Потом он пошел домой. Готовить ужин не хотелось. Петр Кириллович выпил холодной водки, запил боржомом, съел банку рыбных консервов, убрал за собой, немного почитал и лег спать. Солнце в кухне еще не село, но в комнате было уже темно и прохладно, и Коньшин сразу заснул.


Он проснулся с ощущением тревоги. Коньшин не сразу понял, откуда шло ощущение тревоги, но потом вспомнил: сегодня же суббота. Было начало девятого утра. Петр Кириллович машинально привел себя в порядок, съел яичницу, выпил крепкого зеленого чая и остановился посередине кухни, раздумывая, что же делать дальше. Можно было, конечно, никуда не ехать. Остаться в прохладной квартире, ходить в трусах, думать, читать, валяться на кровати, звонить наугад по телефону, слушать разные голоса и по голосам определять характер – была у него такая игра. Но к обеду он обязательно заснет, проспит до вечера, а дальше предстояла бессонная ночь.

Нет, этот вариант не годится. Немного подумав, Петр Кириллович решил поехать в парк. Там в любое время толчея, шум, грохот аттракционов. Прекрасно. Он будет стоять и глазеть на аттракционы. Глазеют же люди, и им не скучно, даже весело.

Коньшин оделся и поехал.

Несмотря на ранний час, парк был полон людей. С аттракционов доносился визг девушек, скрип качелей, из павильонов с иностранным оборудованием ползла электронная, неземная музыка, с озера слышался скрип уключин лодок, негромкие счастливые голоса влюбленных. А над всем этим – шум старых деревьев, зной и голубое небо. Теперь Петр Кириллович понял, почему он выбрал этот парк: здесь не было шумных сплоченных компаний; в парке преобладали или парочки, или одиночки, сюда бежали от одиночества такие же, как он, Коньшин. Семейные люди и сплоченные компании уже бредут вдоль тихих светлых речек Подмосковья; или собирают земляничку на покрытых росой, еще холодных, но уже залитых горячим солнцем полянах; или просто-напросто спят в палатках, крыши которых в темных подтеках от упавших с деревьев капель, а у порога вьется лисьим хвостом дымок от тлеющего с ночи костра…

Петр Кириллович отстоял небольшую очередь к павильону, где торговали чешским пивом, не торопясь выпил две кружки. Пиво было теплое, кисловатое, явно не чешское, и Коньшин вторую кружку не допил.

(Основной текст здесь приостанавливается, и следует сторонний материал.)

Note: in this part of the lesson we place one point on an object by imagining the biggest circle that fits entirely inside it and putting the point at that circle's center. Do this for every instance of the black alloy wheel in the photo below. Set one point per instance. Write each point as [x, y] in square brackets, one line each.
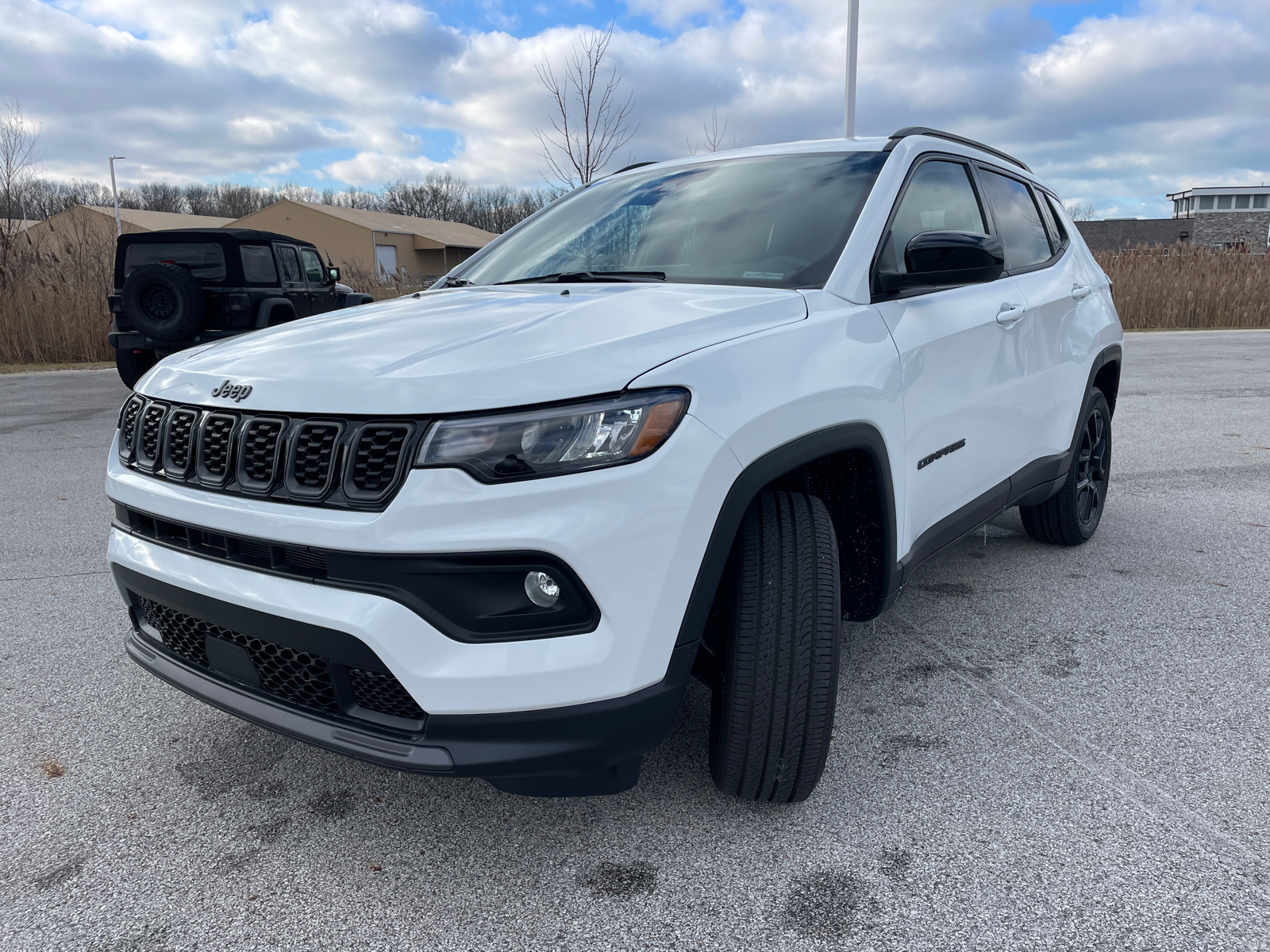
[1091, 469]
[164, 302]
[1071, 517]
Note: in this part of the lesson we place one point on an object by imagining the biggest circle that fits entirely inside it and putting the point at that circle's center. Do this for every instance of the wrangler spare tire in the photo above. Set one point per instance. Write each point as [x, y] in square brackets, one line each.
[164, 302]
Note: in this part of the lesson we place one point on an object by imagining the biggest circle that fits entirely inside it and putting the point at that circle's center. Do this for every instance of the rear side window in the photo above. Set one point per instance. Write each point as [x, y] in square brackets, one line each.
[940, 197]
[314, 271]
[258, 264]
[1052, 207]
[203, 259]
[290, 263]
[1019, 222]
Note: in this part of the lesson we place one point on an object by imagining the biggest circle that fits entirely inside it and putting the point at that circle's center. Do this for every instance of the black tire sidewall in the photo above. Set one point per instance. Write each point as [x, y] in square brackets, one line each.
[190, 304]
[133, 365]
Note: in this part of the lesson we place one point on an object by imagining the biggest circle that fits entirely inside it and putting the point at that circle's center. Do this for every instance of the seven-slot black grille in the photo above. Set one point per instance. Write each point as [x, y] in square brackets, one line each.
[348, 463]
[378, 457]
[298, 677]
[152, 431]
[260, 438]
[315, 452]
[178, 451]
[215, 444]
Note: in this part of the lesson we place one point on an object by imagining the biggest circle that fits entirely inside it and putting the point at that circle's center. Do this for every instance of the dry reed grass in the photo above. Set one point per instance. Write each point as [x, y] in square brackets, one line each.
[52, 300]
[1180, 286]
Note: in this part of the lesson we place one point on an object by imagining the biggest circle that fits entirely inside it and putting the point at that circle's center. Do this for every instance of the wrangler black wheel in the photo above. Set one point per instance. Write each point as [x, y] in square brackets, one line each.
[772, 710]
[1072, 517]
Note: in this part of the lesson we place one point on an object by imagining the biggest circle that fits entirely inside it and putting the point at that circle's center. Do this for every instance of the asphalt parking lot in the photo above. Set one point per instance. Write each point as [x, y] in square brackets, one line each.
[1037, 748]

Потом он пошел к аттракционам.

Возле аттракциона «русские горки» стояла длинная очередь и с завистью смотрела на несущиеся по спирали с жуткой скоростью автомобили; из автомобилей в самые критические моменты вырывались пронзительные вопли. Когда вопли достигали особо высоких нот, из будочки с красным крестом нервно высовывался старичок и белом халате. Видно, «русские горки» доставляли ему много хлопот.

Коньшин спросил, кто последний. Последней оказалась девушка, одетая под русскую красавицу. Сарафан, расшитая крупными цветами кофточка, красные туфли, толстая желтая коса через плечо.

Петру Кирилловичу очень понравилась девушка. Хорошо бы познакомиться с этой девушкой, подумал Коньшин, и покататься с ней в одном автомобиле по горкам, а потом погулять по парку, поплавать на лодке, поужинать в небольшом ресторанчике на озере – в парке был такой прохладный ресторанчик, – и, может быть, она согласится поехать к нему домой пить чай. Да, хорошо бы девушка согласилась пить с ним чай. Тогда суббота была бы убита наповал.

Коньшин трудно знакомился с людьми, особенно с женщинами Конечно, если не выпил.

– Я сейчас приду, – сказал Петр Кириллович девушке.

Та посмотрела ему прямо в глаза, чуть улыбнулась и пожала плечами.

Да, это здорово, что она посмотрела ему в глаза и улыбнулась. Ему очень понравились ее глаза. Зеленые, бездонные, как глубокий, заросший ряской колодец.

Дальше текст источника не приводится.